Meta prépare un clone IA de Mark Zuckerberg : le futur patron pourrait-il être virtuel ? Selon plusieurs sources, le Financial Times avance une curieuse hypothèse selon laquelle Meta travaillerait actuellement sur un projet ambitieux : un clone numérique de son CEO, capable d’interagir en temps réel avec les employés.
Un clone généré par IA
Le projet repose sur la création d’un personnage 3D photoréaliste, animé et alimenté par des modèles d’IA avancés. L’objectif est de reproduire aussi fidèlement que possible l’apparence, la voix, mais aussi la manière de penser et de s’exprimer de Mark Zuckerberg.
Ce clone aurait été entraîné sur ses déclarations publiques, ses prises de position stratégiques et ses interventions internes. Serait attendue une IA capable de répondre aux employés, de donner des orientations, voire de simuler des échanges avec le CEO. Selon les informations disponibles, Mark Zuckerberg serait directement impliqué dans l’entraînement et les tests de cette version numérique.
Un outil interne… pour commencer
À court terme, cette IA ne vise pas le grand public mais un usage interne. Elle pourrait servir de relais pour répondre aux questions des équipes, offrir du feedback ou accompagner certaines prises de décision. Au delà, cette initiative s’inscrit dans la stratégie plus large de Meta autour de l’intelligence artificielle, et qui pourrait redéfinir la place du dirigeant dans l’entreprise.
Meta chercherait ainsi à nourrir ses propres technologies, autrement dit à les utiliser en interne avant de les déployer à plus grande échelle.
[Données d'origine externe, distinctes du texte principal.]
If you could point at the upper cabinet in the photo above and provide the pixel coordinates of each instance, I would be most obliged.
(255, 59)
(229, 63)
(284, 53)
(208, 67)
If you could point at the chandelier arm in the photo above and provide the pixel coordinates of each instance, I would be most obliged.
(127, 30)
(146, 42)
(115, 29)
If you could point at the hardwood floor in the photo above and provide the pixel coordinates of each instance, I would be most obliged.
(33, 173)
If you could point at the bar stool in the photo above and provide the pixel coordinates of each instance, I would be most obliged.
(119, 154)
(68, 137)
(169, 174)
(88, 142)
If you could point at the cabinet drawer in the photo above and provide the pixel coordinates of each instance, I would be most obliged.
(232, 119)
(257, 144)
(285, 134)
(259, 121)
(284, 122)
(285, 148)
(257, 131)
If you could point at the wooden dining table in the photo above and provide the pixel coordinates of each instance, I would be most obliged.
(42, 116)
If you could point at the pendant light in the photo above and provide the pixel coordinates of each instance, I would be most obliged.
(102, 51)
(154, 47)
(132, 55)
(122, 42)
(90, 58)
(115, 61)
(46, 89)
Une approche classique dans la Silicon Valley, mais rarement poussée aussi loin — jusqu’à simuler le dirigeant lui-même.
Une stratégie face à OpenAI et Google
Ce projet s’inscrit dans un contexte de concurrence accrue dans l’IA. Face à OpenAI et Google, Meta multiplie les investissements pour développer ce qu’elle décrit comme une superintelligence personnelle. En interne, les employés sont déjà encouragés à utiliser des agents IA et des outils automatisés pour gagner en productivité. Le clone de Zuckerberg pourrait devenir une vitrine de ces capacités.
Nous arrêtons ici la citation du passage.